Submetidas a tratamento com bifosfonato ministrado por via intravenosa ou por um período maior do que um ano (RUGGIERO et al, 2004).
Com histórico recente de procedimento odontológico (extração ou pequena intervenção cirúrgica) (American Dental Council on Scientific Affairs, 2006).
Esta constatação não elimina o risco do desenvolvimento de osteonecrose bucal em pessoas sob tratamento com bifosfonato, por via intravenosa ou oral, mesmo que em um período de tempo menor do que um ano.
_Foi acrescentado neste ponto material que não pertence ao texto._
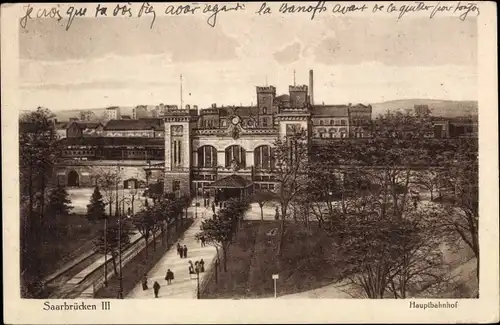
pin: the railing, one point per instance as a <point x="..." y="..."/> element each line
<point x="210" y="273"/>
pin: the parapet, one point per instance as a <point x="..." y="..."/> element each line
<point x="180" y="112"/>
<point x="266" y="89"/>
<point x="297" y="88"/>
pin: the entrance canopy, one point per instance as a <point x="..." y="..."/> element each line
<point x="231" y="182"/>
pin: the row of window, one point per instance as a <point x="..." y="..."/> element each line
<point x="331" y="122"/>
<point x="264" y="186"/>
<point x="326" y="135"/>
<point x="211" y="124"/>
<point x="113" y="153"/>
<point x="207" y="157"/>
<point x="258" y="186"/>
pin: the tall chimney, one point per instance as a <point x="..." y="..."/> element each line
<point x="311" y="87"/>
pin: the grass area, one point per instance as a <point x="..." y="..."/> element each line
<point x="306" y="263"/>
<point x="135" y="269"/>
<point x="80" y="197"/>
<point x="71" y="236"/>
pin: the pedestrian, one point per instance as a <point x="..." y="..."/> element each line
<point x="191" y="269"/>
<point x="156" y="288"/>
<point x="169" y="277"/>
<point x="179" y="250"/>
<point x="145" y="282"/>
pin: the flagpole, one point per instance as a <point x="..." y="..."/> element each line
<point x="182" y="103"/>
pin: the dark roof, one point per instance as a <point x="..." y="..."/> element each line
<point x="111" y="141"/>
<point x="238" y="110"/>
<point x="61" y="125"/>
<point x="283" y="98"/>
<point x="142" y="124"/>
<point x="232" y="181"/>
<point x="330" y="110"/>
<point x="28" y="127"/>
<point x="85" y="125"/>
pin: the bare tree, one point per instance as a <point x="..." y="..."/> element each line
<point x="290" y="159"/>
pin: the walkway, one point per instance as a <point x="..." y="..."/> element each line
<point x="182" y="287"/>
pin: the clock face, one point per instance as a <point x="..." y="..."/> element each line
<point x="235" y="120"/>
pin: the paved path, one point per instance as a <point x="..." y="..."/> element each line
<point x="183" y="286"/>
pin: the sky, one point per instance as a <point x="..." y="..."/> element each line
<point x="117" y="61"/>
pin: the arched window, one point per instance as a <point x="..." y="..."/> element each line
<point x="73" y="179"/>
<point x="263" y="157"/>
<point x="236" y="154"/>
<point x="207" y="156"/>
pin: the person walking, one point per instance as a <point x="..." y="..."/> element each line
<point x="145" y="282"/>
<point x="191" y="269"/>
<point x="179" y="250"/>
<point x="156" y="288"/>
<point x="169" y="277"/>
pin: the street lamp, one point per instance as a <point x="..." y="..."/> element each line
<point x="120" y="288"/>
<point x="197" y="282"/>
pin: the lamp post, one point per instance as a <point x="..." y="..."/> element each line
<point x="120" y="288"/>
<point x="197" y="283"/>
<point x="196" y="204"/>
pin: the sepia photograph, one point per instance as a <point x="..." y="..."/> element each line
<point x="250" y="151"/>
Tais resultados, associados à dificuldade de se identificar o início do desenvolvimento da osteonecrose bucal, nos remetem à necessidade de divulgação dos riscos potenciais do tratamento com bifosfonato.
Desta forma, a inclusão de informações mais específicas sobre essa complicação potencial na bula dos medicamentos deve ser adotada como regra para todos os fabricantes de bifosfonatos. Adicionalmente, os profissionais da área da saúde, envolvidos no tratamento de pessoas com câncer, mieloma múltiplo ou osteoporose, que prescrevem bifosfonatos, devem informar a seus pacientes quais os riscos envolvidos e formas de minimizá-los. Preferencialmente, e dentro da possibilidade de cada um, deve ser realizada avaliação odontológica por cirurgião dentista que conheça as complicações decorrentes da evolução do quadro de osteonecrose bucal, a fim de identificar possíveis procedimentos odontológicos a serem realizados antes do início do tratamento com bifosfonatos. Propomos, através deste trabalho, a inclusão de questões relacionadas a tratamento com bifosfonato na anamnese, além de inclusão do tema no curso de Odontologia. Através desta ação, os cirurgiões dentistas terão condições de identificar a necessidade de procedimentos específicos para pacientes submetidos a tratamento com bifosfonato, preferencialmente utilizando as recomendações da American Dental Association Council on Scientific Affairs, evitando complicações decorrentes da evolução do quadro de osteonecrose bucal, zelando pela saúde bucal e geral de seus pacientes.